The son of Hans W. Plohman and Anne Werstiuk, he was educated at the University of Manitoba, University of Winnipeg, and Red River Community College. He worked as a teacher before entering public life. In 1980, he was elected a municipal councillor in the town of Dauphin.

Plohman was elected to the Manitoba legislature in the provincial election of 1981 as a New Democrat, defeating incumbent Progressive Conservative Jim Galbraith by 636 votes in the central-northern riding of Dauphin. He entered cabinet on August 20, 1982, serving as Minister of Government Services with responsibility for the Manitoba Telephone Act. Following a cabinet shuffle on November 4, 1983, he became Minister of Highways and Transportation. On January 30, 1985, he was also named Minister of Government Services.

Plohman was re-elected by an increased margin in the 1986 provincial election. He relinquished the Government Services portfolio on February 4, 1987, and on September 21, 1987 he left the Highways and Transportation portfolio to accept the position of Minister of Natural Resources.

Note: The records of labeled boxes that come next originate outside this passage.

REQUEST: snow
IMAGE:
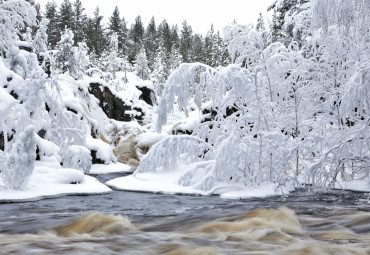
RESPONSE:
[335,179,370,192]
[106,169,294,199]
[90,162,133,174]
[220,183,293,199]
[86,137,117,162]
[106,173,206,195]
[0,165,111,202]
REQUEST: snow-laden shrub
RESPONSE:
[1,126,36,189]
[0,0,37,53]
[63,145,92,174]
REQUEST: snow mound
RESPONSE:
[105,169,294,199]
[0,166,111,203]
[90,162,133,174]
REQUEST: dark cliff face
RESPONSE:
[136,86,157,106]
[89,83,133,122]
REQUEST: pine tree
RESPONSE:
[135,47,150,80]
[152,41,169,97]
[109,6,121,34]
[58,0,74,31]
[167,45,183,74]
[72,0,87,45]
[158,19,172,55]
[109,6,127,54]
[180,20,193,63]
[256,12,266,32]
[128,16,144,63]
[144,17,158,70]
[192,34,205,63]
[55,28,75,73]
[203,25,215,66]
[45,0,60,49]
[85,7,106,58]
[106,32,122,78]
[171,25,180,49]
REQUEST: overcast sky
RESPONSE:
[36,0,274,34]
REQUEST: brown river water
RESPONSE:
[0,172,370,255]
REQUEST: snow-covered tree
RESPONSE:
[55,28,89,78]
[0,0,37,53]
[1,126,36,189]
[45,1,60,49]
[135,48,150,80]
[55,28,75,73]
[151,43,168,97]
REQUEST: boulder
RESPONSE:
[89,83,133,122]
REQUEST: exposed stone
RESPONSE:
[90,150,105,164]
[0,133,5,151]
[89,83,133,122]
[136,86,157,106]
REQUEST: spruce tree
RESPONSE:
[108,6,127,54]
[256,12,266,32]
[58,0,74,31]
[135,47,150,80]
[72,0,87,45]
[45,0,60,49]
[152,41,169,96]
[128,16,144,63]
[85,7,106,58]
[144,17,158,70]
[180,20,193,63]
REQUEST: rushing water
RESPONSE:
[0,172,370,255]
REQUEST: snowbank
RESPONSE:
[90,163,133,174]
[0,166,111,203]
[105,170,294,199]
[335,178,370,193]
[105,173,207,195]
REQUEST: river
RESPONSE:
[0,176,370,255]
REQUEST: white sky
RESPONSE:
[36,0,274,34]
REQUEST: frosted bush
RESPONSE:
[62,145,92,174]
[1,126,36,189]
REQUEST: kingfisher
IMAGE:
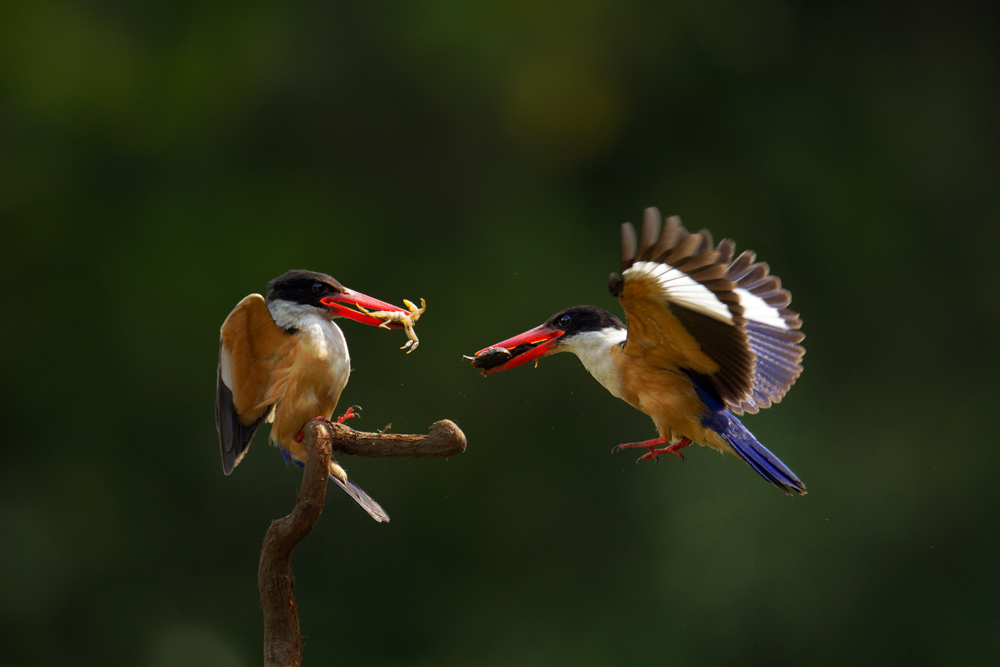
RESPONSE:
[467,208,806,495]
[215,270,426,522]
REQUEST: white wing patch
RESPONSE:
[622,262,732,324]
[733,287,788,331]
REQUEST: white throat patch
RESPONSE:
[560,327,628,398]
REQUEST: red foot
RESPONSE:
[611,438,691,463]
[295,410,336,442]
[337,405,361,424]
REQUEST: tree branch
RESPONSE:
[257,419,466,667]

The Manitoba NDP were defeated in parliament in early 1988, when disgruntled backbench Member of the Legislative Assembly (MLA) Jim Walding voted against his government's budget. Despite this Plohman was re-elected in the following election, defeating Progressive Conservative Russell Secord by 548 votes. The NDP were reduced to 12 seats (out of 57) and third-party status following this election; Plohman formally resigned his cabinet portfolio on May 9 when the new government was sworn into office.

The NDP recovered to twenty seats in the provincial election of 1990, and Plohman was re-elected with an increased majority. He did not seek re-election in 1995 and returned to the teaching profession from which he retired in 2003.

In 2002, Plohman was appointed to a provincial advisory board recommending ways to stimulate economic growth at the Port of Churchill, in northern Manitoba. In 2004 he was appointed to the Board of Directors of the Churchill Gateway Development Corporation.

In 2005, Plohman was appointed as the first Chairman of the Board of the newly formed Manitoba Agriculture Services Corporation (MASC). In this capacity Plohman provided leadership in the amalgamation of the former Manitoba Agriculture Credit Corporation (MACC) and the Manitoba Crop Insurance Corporation (MCIC) into the dynamic MASC serving the lending and insurance needs of rural Manitobans. In 2014 Plohman was appointed to the Government of Manitoba's Crown Corporations Council as a Director from which he resigned on May 25, 2016.

John Plohman married Patricia Ann Yanke in 1971 and they have three children, Rychelle Anne Plohman Lytle, Dr. Jodi Lynn Plohman Jones and Robert James Plohman CA. They also have nine grandchildren.